# Mapreduce Fun: Sampling for Large Data Set | BloomReach Engineering Blog

This post is by Chou-han Yang, principal engineer at BloomReach.

The coolest thing about mapreduce is that we suddenly have enormous computing power and storage at disposal. To me, it’s like a kid who suddenly has a new toy and a desire to incorporate it into his favorite games. What could be more fun than figuring out new ways to play old games?

It reminds me of something I do frequently with single-process programming, something that needs an overhaul to fit into the mapreduce framework. Hadoop in particular also needs some careful tuning in order to run smoothly.

Let’s take a simple example here: sampling n elements from a very large data set with unknown size.
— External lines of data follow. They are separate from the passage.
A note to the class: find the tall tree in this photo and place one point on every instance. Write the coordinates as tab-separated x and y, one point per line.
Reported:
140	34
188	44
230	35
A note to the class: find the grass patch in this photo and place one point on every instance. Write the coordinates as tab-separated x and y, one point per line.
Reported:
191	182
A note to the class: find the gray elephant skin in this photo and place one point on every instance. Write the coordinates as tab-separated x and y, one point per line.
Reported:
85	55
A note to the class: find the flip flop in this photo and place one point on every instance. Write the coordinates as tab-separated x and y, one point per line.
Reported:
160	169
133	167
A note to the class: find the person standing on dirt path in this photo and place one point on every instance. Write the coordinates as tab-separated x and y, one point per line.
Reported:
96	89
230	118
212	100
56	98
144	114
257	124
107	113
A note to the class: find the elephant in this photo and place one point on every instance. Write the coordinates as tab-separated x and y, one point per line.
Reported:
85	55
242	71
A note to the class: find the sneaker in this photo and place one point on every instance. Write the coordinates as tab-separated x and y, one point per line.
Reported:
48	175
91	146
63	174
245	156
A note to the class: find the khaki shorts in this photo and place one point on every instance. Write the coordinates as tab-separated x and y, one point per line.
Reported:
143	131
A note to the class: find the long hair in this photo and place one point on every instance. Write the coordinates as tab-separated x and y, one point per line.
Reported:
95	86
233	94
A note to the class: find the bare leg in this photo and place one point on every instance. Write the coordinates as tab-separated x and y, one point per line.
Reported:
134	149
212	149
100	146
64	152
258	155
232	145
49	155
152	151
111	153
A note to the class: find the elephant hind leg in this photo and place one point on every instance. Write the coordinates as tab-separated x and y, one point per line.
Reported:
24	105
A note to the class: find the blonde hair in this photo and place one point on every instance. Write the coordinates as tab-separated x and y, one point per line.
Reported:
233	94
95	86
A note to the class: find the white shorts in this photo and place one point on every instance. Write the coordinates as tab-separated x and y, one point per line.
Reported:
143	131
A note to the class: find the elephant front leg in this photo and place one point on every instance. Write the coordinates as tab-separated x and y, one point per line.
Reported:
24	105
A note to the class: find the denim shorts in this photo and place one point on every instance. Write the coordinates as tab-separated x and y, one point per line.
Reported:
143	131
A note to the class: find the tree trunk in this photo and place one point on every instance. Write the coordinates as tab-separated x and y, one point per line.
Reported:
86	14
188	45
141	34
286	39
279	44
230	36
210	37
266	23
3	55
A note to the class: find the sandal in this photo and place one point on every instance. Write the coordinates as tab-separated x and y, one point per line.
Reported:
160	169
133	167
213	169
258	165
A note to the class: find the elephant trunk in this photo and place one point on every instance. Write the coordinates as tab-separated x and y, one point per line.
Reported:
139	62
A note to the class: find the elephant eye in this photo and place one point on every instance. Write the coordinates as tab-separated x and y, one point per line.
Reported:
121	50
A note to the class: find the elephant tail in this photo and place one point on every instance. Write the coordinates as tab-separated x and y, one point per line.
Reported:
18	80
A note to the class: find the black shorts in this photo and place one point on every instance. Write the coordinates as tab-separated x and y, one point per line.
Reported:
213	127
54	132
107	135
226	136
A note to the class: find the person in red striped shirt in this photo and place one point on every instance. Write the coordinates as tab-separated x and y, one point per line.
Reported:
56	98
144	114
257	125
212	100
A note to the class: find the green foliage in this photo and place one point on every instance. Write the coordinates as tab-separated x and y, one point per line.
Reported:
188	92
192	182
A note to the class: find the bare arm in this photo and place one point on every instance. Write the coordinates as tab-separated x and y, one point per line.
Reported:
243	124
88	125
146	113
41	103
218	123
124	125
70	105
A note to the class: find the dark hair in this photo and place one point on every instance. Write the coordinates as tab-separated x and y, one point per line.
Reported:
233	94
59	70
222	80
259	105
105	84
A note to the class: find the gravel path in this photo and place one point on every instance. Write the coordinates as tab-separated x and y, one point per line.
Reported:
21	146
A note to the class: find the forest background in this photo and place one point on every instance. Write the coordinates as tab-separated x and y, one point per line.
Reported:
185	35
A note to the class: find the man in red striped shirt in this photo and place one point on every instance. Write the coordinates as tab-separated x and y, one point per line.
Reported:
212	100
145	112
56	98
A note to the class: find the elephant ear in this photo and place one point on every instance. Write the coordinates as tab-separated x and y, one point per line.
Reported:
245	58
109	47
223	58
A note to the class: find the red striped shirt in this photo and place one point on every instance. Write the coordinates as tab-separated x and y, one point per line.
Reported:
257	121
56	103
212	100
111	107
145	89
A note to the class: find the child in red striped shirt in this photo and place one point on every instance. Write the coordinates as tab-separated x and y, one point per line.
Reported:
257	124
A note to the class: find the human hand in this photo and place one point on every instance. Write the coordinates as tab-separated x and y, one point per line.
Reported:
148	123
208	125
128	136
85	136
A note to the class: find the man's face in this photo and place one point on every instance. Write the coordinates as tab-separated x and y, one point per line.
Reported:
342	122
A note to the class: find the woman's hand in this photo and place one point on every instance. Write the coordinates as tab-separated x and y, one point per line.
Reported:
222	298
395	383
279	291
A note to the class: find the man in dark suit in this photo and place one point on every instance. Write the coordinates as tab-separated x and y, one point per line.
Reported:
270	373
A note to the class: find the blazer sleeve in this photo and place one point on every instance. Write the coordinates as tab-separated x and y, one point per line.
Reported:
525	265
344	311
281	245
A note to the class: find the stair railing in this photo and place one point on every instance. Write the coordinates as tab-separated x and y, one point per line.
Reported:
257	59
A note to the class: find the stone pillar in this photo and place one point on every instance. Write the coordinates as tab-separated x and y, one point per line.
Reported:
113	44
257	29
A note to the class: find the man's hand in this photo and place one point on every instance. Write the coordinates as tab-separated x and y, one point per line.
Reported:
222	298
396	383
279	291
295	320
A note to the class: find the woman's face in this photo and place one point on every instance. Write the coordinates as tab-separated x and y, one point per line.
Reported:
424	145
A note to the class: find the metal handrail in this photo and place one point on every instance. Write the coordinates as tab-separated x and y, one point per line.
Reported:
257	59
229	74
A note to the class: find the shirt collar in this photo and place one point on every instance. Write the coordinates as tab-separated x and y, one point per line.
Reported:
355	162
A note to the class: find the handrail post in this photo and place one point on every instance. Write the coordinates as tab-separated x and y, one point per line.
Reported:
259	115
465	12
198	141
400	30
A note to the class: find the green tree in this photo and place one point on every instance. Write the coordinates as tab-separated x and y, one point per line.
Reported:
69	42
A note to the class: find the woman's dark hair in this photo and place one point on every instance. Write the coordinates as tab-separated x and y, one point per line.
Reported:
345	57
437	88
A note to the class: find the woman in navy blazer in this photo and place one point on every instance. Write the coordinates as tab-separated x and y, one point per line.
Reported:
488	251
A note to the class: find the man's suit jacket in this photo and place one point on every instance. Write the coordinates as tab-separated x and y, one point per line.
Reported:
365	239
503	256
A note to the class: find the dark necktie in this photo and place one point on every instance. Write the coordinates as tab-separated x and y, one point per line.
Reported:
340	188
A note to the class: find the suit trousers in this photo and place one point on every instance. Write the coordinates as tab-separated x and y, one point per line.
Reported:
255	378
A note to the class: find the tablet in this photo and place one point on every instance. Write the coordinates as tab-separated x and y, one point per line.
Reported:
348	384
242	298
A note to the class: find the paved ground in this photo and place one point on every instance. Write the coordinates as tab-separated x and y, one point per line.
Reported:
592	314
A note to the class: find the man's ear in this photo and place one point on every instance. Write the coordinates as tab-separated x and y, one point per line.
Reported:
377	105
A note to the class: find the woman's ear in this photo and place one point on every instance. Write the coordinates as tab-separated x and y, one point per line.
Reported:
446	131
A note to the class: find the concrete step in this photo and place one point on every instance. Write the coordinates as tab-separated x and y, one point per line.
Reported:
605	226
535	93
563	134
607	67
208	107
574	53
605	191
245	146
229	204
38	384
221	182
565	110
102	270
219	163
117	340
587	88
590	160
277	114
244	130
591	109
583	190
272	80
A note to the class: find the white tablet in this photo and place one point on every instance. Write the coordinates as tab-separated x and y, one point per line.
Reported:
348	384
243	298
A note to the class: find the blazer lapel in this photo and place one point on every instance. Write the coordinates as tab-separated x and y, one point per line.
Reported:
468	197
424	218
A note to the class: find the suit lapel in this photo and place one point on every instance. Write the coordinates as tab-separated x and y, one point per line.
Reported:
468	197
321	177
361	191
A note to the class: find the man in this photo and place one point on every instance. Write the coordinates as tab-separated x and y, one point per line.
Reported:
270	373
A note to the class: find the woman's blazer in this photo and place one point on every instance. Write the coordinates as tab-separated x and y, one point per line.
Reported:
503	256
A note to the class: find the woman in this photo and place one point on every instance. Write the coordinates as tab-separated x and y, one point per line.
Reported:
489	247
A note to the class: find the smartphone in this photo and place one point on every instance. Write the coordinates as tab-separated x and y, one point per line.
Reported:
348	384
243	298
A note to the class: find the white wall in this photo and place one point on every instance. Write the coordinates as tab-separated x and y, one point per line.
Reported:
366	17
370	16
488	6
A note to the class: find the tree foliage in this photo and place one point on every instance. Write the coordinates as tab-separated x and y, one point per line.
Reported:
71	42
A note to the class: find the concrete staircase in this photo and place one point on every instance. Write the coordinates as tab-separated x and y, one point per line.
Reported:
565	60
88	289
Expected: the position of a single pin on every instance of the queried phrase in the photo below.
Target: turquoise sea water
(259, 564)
I would like walk through all methods even from non-mapreduce to mapreduce so we can look at the pros and cons. First, we do want to make sure our sampling process is not bias, i.e. that every element should have the same probability to be chosen into sampled set. And of course, we hope to achieve with good time and space complexity.

#### Method 1 (non-mapreduce): Shuffle a deck of cards

We can scan entire data set and get the number of elements m, and then we can generate a random number ranging from 0 to m-1. This would allow us to pick the first sample element. The result is not biased assuming the random number generator gives same probability for each number from 0 to m-1. Then, we can remove the element, and do it again with a size m-1 data set.
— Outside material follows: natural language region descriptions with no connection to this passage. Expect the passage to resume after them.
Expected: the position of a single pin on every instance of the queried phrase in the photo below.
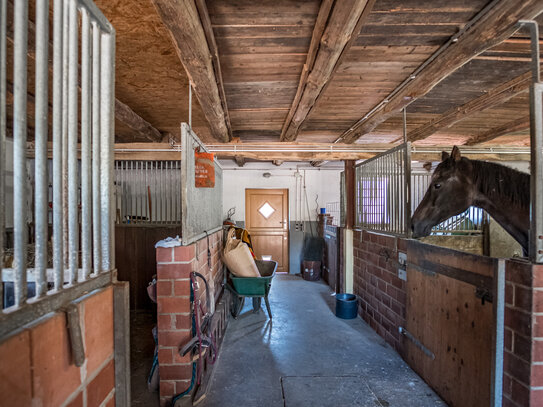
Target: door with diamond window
(266, 219)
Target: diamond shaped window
(266, 210)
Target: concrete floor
(305, 357)
(308, 357)
(142, 346)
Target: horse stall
(462, 321)
(148, 209)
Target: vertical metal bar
(499, 310)
(3, 25)
(86, 175)
(96, 150)
(161, 191)
(536, 147)
(107, 124)
(190, 104)
(73, 181)
(41, 132)
(65, 37)
(19, 149)
(58, 93)
(170, 179)
(407, 187)
(404, 125)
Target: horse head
(451, 192)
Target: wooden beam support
(182, 19)
(316, 163)
(126, 115)
(350, 182)
(213, 49)
(337, 26)
(496, 25)
(494, 97)
(240, 161)
(512, 127)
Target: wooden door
(266, 219)
(446, 317)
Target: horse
(458, 183)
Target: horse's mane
(497, 181)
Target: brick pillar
(174, 266)
(174, 320)
(523, 338)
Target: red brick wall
(383, 302)
(382, 295)
(523, 339)
(36, 366)
(174, 266)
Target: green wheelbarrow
(255, 287)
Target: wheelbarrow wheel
(237, 305)
(257, 301)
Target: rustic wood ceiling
(270, 75)
(263, 46)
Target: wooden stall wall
(439, 308)
(135, 258)
(445, 315)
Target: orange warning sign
(204, 170)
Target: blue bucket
(346, 306)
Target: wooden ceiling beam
(182, 20)
(141, 126)
(164, 151)
(123, 112)
(511, 127)
(316, 163)
(494, 97)
(496, 25)
(337, 26)
(240, 161)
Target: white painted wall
(324, 183)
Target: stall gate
(450, 322)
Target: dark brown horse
(458, 183)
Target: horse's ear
(456, 154)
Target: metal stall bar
(3, 23)
(498, 305)
(19, 149)
(65, 36)
(96, 213)
(86, 171)
(58, 214)
(73, 180)
(107, 90)
(407, 188)
(40, 138)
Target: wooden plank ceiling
(263, 46)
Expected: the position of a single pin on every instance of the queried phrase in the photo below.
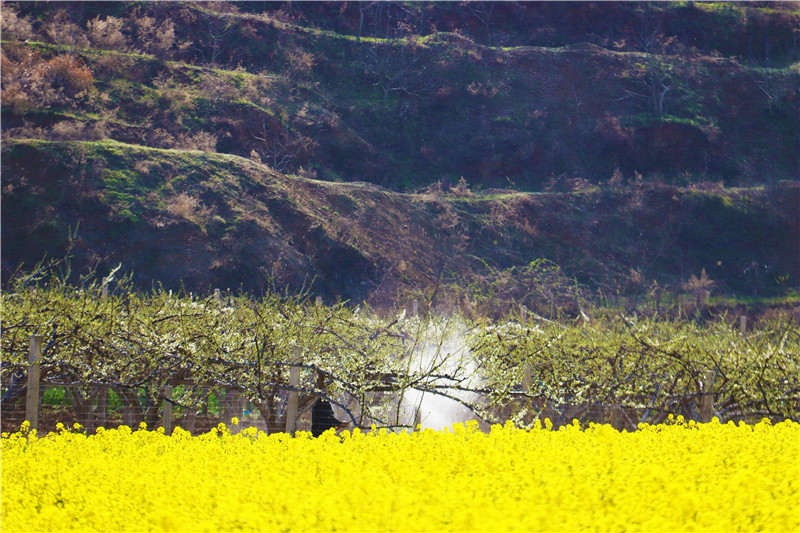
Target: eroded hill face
(367, 150)
(522, 94)
(197, 220)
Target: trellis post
(167, 410)
(34, 374)
(707, 399)
(292, 401)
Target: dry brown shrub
(13, 26)
(203, 140)
(28, 80)
(62, 31)
(107, 33)
(160, 138)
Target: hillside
(201, 220)
(369, 149)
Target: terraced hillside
(366, 149)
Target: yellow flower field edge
(673, 477)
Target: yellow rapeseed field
(674, 477)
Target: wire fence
(109, 407)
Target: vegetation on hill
(370, 149)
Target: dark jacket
(322, 418)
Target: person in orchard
(322, 417)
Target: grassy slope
(219, 220)
(518, 109)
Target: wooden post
(166, 410)
(102, 406)
(34, 374)
(707, 400)
(292, 401)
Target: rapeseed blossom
(674, 477)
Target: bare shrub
(63, 32)
(107, 33)
(160, 138)
(31, 81)
(203, 140)
(156, 39)
(73, 130)
(13, 26)
(189, 208)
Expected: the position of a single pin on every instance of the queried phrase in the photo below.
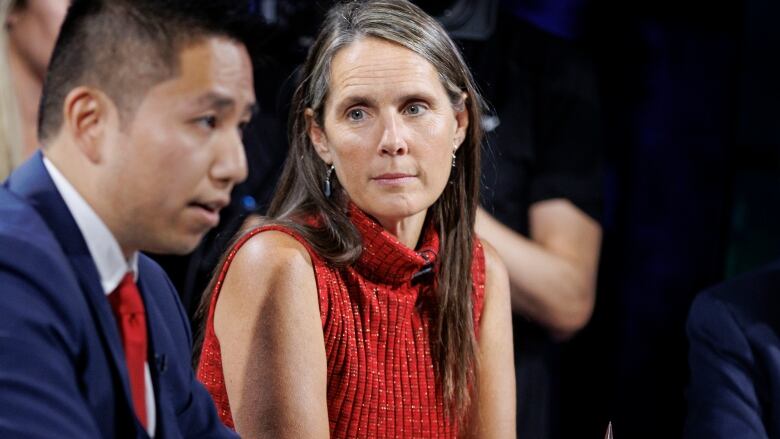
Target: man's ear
(87, 118)
(317, 136)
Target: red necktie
(131, 319)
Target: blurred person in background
(30, 28)
(542, 187)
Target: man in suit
(734, 358)
(141, 145)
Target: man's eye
(356, 114)
(208, 121)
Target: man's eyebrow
(216, 100)
(221, 102)
(252, 109)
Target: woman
(365, 307)
(26, 42)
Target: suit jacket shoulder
(734, 358)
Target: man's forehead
(214, 71)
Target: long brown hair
(299, 194)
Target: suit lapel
(157, 360)
(33, 182)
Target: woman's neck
(407, 230)
(27, 83)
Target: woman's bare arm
(268, 324)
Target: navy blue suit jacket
(62, 368)
(735, 359)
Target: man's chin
(180, 247)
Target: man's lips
(209, 210)
(212, 206)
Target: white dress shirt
(105, 251)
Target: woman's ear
(462, 119)
(317, 136)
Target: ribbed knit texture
(377, 325)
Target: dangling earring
(327, 187)
(454, 170)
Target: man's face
(171, 168)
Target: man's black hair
(123, 47)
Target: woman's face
(390, 129)
(32, 31)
Of course, the problem here is that we have to know the size of the data set first. We also need random access to any element when it’s chosen, regardless if we load entire data set into memory.

#### Method 2 (non-mapreduce): Reservoir sampling

Given the problems with Method 1, engineers developed new way to sample data online. The question is: If we know the current data size, m, can we decide the probability of the next element, m+1, being chosen into the sampled set?

The answer is obviously yes. As the size of the data set grows as we read new elements, the probability of the new element being sampled decreases proportionally with the size of the data set already seen. By applying reservoir sampling, we can scan very large data set, and get a sample online while we scan every new element.

This is very useful for data streams as well as large data set. But again, the downside is that all data needs to be processed in a single thread or process, which may not provide any benefit if we move to more powerful mapreduce framework.

#### Method 3 (mapreduce): Try to move reservoir sampling to mapreduce framework

Now that we are entering the age of big data, so everyone is using mapreduce like crazy. Natually your first intuition is to employ the same reservoir sampling technique because we don’t want to keep large data set in memory. Not to mention, the mapreduce framework fits better with streaming model as you get one element at a time in mapper or reducer.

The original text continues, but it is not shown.